For anything beyond a toy server, lsp-server is the more defensible foundation. The boilerplate cost is real but bounded.

Rust vs Other Runtime Choices

Node.js has vscode-languageserver-node, Microsoft’s reference TypeScript implementation. It is ergonomic and draft LSP features appear there first, since it is Microsoft’s own codebase. The cost is a startup latency in the 200-500ms range and a Node runtime requirement. For extensions distributed via the VS Code marketplace, that runtime is guaranteed, so it is often the pragmatic choice. Elsewhere it is a real constraint.

Python has pygls, which uses asyncio and decorator-based dispatch. It is well-suited to language servers that need to call into Python ML libraries, which is a genuine and growing use case. The startup overhead and GIL remain factors.

Rust servers start in under 20ms, produce a single statically-linked binary, and carry no runtime dependency. Those properties matter for server distribution outside of a specific editor’s extension ecosystem. They also matter for language servers that run many concurrent analysis tasks, where tokio’s cooperative scheduling and Rust’s ownership model give you finer control than most alternatives.

Servers Worth Studying

The Rust LSP ecosystem already includes several production-grade servers that are worth reading as reference implementations.

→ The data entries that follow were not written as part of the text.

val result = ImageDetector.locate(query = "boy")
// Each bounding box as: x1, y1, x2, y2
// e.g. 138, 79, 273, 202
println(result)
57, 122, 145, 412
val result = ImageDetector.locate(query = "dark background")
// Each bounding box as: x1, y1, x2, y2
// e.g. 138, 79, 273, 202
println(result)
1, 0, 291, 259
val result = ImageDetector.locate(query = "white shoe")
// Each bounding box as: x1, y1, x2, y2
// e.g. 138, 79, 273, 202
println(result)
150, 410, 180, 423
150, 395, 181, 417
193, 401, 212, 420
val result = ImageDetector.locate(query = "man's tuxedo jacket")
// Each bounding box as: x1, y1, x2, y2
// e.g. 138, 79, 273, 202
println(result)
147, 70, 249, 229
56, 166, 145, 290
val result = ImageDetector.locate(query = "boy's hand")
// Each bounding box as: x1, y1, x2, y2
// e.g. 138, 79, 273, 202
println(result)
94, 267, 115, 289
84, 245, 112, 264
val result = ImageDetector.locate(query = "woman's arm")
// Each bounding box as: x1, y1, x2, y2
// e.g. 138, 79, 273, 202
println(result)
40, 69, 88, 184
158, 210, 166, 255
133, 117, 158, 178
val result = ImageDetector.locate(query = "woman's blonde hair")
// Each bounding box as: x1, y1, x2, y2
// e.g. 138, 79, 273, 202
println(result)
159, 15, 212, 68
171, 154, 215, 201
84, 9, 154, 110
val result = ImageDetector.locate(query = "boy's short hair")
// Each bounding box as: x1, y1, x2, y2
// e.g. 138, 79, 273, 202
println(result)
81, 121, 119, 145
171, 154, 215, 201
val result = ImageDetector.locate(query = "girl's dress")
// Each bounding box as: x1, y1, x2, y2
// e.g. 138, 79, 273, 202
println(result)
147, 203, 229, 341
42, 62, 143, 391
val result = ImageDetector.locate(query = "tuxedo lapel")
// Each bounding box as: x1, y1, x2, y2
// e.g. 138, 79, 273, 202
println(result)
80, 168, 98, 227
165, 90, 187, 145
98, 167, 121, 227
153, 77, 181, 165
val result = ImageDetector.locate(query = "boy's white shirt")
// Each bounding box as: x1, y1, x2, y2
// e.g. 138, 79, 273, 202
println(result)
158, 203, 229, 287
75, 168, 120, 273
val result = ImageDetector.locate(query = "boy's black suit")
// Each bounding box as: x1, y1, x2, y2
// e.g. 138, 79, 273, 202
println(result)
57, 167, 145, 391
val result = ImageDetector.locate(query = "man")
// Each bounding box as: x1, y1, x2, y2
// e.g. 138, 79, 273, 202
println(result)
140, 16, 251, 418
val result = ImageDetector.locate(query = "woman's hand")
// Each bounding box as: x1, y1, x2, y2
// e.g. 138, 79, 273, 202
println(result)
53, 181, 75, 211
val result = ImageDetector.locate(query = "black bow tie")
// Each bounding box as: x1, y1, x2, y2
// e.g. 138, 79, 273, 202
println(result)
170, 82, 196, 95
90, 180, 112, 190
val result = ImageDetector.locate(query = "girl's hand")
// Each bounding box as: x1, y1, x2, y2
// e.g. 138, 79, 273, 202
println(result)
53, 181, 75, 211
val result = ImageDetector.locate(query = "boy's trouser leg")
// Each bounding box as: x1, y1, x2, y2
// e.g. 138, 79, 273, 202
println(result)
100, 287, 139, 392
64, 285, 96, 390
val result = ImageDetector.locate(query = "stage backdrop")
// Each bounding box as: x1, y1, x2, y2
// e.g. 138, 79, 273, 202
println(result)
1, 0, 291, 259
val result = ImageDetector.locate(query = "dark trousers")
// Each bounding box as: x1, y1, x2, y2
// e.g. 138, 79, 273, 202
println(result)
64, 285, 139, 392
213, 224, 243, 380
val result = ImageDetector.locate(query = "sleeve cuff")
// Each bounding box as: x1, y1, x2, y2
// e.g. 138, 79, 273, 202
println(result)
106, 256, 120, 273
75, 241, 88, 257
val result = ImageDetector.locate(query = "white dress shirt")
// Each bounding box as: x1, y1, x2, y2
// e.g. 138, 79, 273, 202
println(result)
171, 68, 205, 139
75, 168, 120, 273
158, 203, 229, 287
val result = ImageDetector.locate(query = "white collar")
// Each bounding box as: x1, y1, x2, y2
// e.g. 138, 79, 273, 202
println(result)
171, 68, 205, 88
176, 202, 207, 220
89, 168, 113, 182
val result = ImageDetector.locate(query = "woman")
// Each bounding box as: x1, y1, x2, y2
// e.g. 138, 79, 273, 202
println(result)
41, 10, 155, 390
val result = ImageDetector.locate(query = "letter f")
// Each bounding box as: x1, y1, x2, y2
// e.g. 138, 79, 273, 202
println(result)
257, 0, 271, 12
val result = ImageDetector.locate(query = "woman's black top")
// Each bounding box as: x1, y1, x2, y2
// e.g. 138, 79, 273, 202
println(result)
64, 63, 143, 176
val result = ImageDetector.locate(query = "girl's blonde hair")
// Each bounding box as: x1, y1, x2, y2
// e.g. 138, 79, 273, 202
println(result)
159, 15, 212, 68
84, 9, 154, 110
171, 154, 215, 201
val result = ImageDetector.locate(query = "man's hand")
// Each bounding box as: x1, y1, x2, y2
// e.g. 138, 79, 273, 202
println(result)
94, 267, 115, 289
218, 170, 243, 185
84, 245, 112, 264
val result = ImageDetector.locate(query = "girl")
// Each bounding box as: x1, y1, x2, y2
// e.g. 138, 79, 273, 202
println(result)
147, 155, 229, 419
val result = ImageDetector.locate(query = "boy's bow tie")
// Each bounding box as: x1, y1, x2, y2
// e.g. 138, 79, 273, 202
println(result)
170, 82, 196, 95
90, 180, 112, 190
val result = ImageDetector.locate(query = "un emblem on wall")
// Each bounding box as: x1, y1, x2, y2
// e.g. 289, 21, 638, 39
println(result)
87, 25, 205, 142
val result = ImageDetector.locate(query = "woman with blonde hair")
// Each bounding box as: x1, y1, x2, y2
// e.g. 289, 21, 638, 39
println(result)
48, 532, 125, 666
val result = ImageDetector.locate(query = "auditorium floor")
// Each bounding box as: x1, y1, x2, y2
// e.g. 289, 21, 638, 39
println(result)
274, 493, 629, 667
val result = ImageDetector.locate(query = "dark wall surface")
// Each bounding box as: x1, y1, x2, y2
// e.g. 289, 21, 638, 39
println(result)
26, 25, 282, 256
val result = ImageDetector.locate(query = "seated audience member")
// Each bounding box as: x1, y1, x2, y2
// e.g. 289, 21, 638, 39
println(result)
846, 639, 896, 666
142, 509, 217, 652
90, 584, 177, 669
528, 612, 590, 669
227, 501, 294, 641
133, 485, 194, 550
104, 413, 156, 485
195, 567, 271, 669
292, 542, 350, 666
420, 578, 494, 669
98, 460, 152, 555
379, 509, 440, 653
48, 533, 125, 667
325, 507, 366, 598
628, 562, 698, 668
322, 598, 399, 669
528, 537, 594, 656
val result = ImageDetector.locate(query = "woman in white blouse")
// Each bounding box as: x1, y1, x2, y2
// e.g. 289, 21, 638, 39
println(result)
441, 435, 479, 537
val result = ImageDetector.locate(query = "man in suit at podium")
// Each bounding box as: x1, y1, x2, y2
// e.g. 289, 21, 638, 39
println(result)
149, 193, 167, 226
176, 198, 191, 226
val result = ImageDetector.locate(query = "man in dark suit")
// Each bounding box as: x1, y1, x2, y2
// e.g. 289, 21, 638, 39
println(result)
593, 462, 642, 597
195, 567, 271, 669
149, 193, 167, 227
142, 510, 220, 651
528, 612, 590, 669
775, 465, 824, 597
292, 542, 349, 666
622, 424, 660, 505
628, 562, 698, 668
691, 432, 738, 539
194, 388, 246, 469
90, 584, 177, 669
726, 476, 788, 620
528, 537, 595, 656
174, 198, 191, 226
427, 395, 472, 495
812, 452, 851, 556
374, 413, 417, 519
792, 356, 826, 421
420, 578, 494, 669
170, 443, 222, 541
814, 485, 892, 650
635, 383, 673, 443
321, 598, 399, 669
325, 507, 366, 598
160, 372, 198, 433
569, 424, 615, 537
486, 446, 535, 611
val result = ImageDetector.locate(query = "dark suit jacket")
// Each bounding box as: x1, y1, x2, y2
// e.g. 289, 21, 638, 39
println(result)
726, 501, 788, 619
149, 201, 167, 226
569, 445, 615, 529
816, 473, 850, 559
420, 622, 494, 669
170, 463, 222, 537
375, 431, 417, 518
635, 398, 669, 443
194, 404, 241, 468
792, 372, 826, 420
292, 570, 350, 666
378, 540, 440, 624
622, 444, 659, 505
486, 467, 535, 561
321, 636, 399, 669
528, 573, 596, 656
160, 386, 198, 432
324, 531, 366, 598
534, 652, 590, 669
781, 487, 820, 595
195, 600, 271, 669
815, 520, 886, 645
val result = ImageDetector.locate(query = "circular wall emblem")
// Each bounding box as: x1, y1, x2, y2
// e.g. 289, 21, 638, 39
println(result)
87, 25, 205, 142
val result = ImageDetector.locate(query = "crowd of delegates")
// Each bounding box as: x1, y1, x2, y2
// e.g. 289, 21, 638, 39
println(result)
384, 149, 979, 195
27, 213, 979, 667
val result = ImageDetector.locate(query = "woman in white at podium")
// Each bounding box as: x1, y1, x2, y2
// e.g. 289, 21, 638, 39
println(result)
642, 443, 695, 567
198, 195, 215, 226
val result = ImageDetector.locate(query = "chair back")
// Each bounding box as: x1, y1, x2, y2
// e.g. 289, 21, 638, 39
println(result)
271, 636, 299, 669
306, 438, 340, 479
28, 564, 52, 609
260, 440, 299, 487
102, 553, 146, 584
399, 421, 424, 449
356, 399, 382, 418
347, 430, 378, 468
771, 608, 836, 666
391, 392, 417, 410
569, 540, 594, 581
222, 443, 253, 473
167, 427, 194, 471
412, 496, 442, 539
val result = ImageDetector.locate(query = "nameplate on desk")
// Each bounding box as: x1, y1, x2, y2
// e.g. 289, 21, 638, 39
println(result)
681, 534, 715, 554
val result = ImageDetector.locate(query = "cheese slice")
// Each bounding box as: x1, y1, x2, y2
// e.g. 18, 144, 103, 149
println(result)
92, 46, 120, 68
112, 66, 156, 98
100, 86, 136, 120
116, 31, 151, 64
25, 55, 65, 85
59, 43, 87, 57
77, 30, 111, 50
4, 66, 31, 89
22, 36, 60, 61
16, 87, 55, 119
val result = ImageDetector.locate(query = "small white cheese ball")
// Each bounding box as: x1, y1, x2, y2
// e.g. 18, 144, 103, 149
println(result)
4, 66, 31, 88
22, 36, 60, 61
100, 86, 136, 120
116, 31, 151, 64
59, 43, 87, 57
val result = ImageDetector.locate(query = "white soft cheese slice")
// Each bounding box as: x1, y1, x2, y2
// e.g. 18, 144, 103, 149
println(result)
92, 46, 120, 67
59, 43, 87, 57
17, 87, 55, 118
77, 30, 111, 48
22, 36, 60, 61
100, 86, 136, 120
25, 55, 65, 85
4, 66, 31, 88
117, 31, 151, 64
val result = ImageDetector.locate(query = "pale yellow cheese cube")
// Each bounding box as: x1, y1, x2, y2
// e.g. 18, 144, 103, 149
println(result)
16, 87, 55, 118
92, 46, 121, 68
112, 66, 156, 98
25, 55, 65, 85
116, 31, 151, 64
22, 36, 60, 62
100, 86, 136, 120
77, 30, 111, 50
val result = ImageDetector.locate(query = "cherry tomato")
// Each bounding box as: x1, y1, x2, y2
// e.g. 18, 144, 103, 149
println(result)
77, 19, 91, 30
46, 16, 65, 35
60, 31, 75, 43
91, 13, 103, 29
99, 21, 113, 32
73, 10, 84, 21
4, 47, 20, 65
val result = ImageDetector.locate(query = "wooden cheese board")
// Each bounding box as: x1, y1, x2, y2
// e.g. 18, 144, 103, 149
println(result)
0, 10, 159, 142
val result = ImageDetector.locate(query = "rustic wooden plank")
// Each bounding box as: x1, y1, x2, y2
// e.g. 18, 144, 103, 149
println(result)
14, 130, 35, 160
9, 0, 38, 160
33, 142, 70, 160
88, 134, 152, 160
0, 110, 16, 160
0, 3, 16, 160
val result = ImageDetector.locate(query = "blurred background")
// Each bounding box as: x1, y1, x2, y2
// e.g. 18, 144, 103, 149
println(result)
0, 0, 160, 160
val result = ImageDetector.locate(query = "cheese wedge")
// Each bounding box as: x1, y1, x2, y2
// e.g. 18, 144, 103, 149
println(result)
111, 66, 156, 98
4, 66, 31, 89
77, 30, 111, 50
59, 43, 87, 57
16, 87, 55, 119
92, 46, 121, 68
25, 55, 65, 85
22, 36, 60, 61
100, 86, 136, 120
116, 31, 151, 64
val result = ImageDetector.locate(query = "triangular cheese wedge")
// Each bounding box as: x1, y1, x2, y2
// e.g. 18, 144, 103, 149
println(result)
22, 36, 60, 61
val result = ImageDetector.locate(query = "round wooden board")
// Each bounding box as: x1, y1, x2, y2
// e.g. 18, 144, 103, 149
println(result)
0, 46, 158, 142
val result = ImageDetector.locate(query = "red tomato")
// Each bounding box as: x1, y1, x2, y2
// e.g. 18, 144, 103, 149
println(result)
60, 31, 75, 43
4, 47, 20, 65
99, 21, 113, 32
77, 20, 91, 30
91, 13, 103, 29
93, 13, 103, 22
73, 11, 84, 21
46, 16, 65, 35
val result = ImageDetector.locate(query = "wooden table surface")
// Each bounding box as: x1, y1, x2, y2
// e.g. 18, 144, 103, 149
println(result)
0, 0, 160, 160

taplo is a TOML language server and formatter using tower-lsp. It handles JSON Schema validation, schema-driven hover documentation, and formatting, and also ships a WASM build for browser environments.

nil is a Nix language server using lsp-server directly, with a custom incremental IR. Its source is instructive for seeing how the low-level crate gets used in practice.

harper implements English grammar checking as an LSP server using tower-lsp, runs entirely offline, and also builds to WASM for Obsidian integration.

biome, the JavaScript and TypeScript linter and formatter, ships its own JSON-RPC implementation and uses it to expose an LSP interface alongside its CLI.

Rust-analyzer itself remains the most architecturally sophisticated example: salsa for incremental query memoization, Chalk for type inference, a virtual file system overlay for unsaved buffers, and a cancel-and-retry pattern for long-running analysis.

Starting Point

tower-lsp is the faster path to something working. The LanguageServer trait removes the framing concerns entirely, the Client handle is ergonomic for pushing diagnostics, and for standard LSP capabilities the verbosity is low. For a language server that will see real users and needs custom protocol extensions or careful control over concurrency, migrating toward the lsp-server pattern will pay off.

Either way, the underlying protocol is not the obstacle people fear it is. The types are well-specified, lsp-types 0.97 covers LSP 3.17 comprehensively, and the framing layer is a Content-Length header followed by JSON. Understanding that foundation makes both crates easier to work with, and it makes the occasional need to drop down to raw bytes far less intimidating.